"Venus and Serena" is an engaging, warts-and-all look at the Williams sisters, who have dominated the professional tennis circuit for more than a decade, breaking ground for female and African-American athletes.
“Venus and Serena” is an engaging, warts-and-all look at the Williams sisters, who have dominated the professional tennis circuit for more than a decade, breaking ground for female and African-American athletes. The docu, from respected producers but first-time helmers Maiken Baird and Michelle Major, world-preemed at the Toronto fest just after Serena won the U.S. Open for the fourth time, marking her 15th Grand Slam victory just days before her 31st birthday. Of interest to more than just sports fans, the pic should earn further fest outings and specialty engagements before segueing into robust broadcast and ancillary business.
Given that the siblings, born a mere 15 months apart, have proved the focus of avid media attention since they were tween racket-wielding prodigies from the rough courts of Compton, Calif., the docu doesn’t provide any real revelations. But the footage of them together and apart, in the spotlight and behind closed doors, gives a far better sense of the sisters as sisters — and as human beings living their lives — than do reams of sports reportage and Internet celebrity gossip.
The helmers follow the women through 2011, a year in which both battled painful life- and career-threatening health problems and media controversy, and into the 2012 tennis season, concluding with Serena’s fifth Wimbledon victory, a Brit grass-court record that now matches her sister’s. They also deploy ample and well-chosen archival footage that traces the athletes’ meteoric rise through the pro tennis ranks, and the constant excitement — sometimes tinged with criticism and resentment — they engendered.

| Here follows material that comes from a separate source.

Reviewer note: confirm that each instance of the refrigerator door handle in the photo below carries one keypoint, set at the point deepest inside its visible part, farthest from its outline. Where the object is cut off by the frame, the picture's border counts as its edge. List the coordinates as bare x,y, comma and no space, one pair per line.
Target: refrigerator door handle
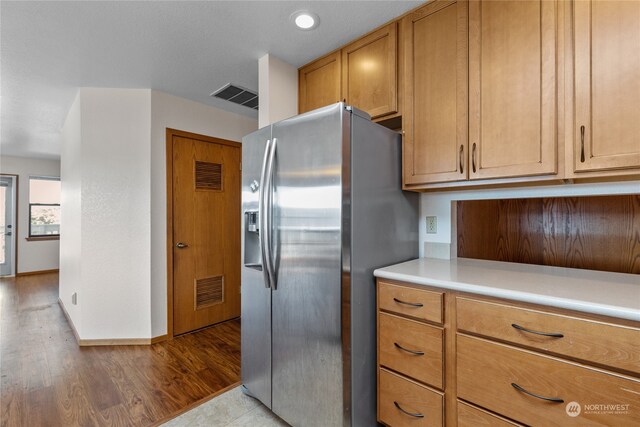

Interviews with their now-divorced parents — the Svengali-like, controlling Richard and the down-to-earth Oracene — who still serve as their coaches, as well as commentary from fans, including former President Bill Clinton, Vogue editor Anna Wintour, comedian Chris Rock and longtime tennis champion and former oncourt bad boy John McEnroe, provide perspective on the sisters’ courage, determination, sense of family and race, and strength to fight on in the face of adversity.
Although Venus and Serena are now pushing the limits of longevity in a body-punishing sport that requires extreme levels of fitness and strength, both maintain that they want to continue as professional athletes into their 40s. Off the court, the sisters are shown to be extremely close, sharing a Florida home and staff for part of the year, as well as many of the same interests; treatment of topics such as their lovelives is more discreet than revealing, with Serena more talkative than Venus about preferences and experiences.
The solid, well-paced production package boasts an appropriately triumphal score from Wyclef Jean, who appeared with Venus in an episode of the Sundance channel series “The Iconoclasts.”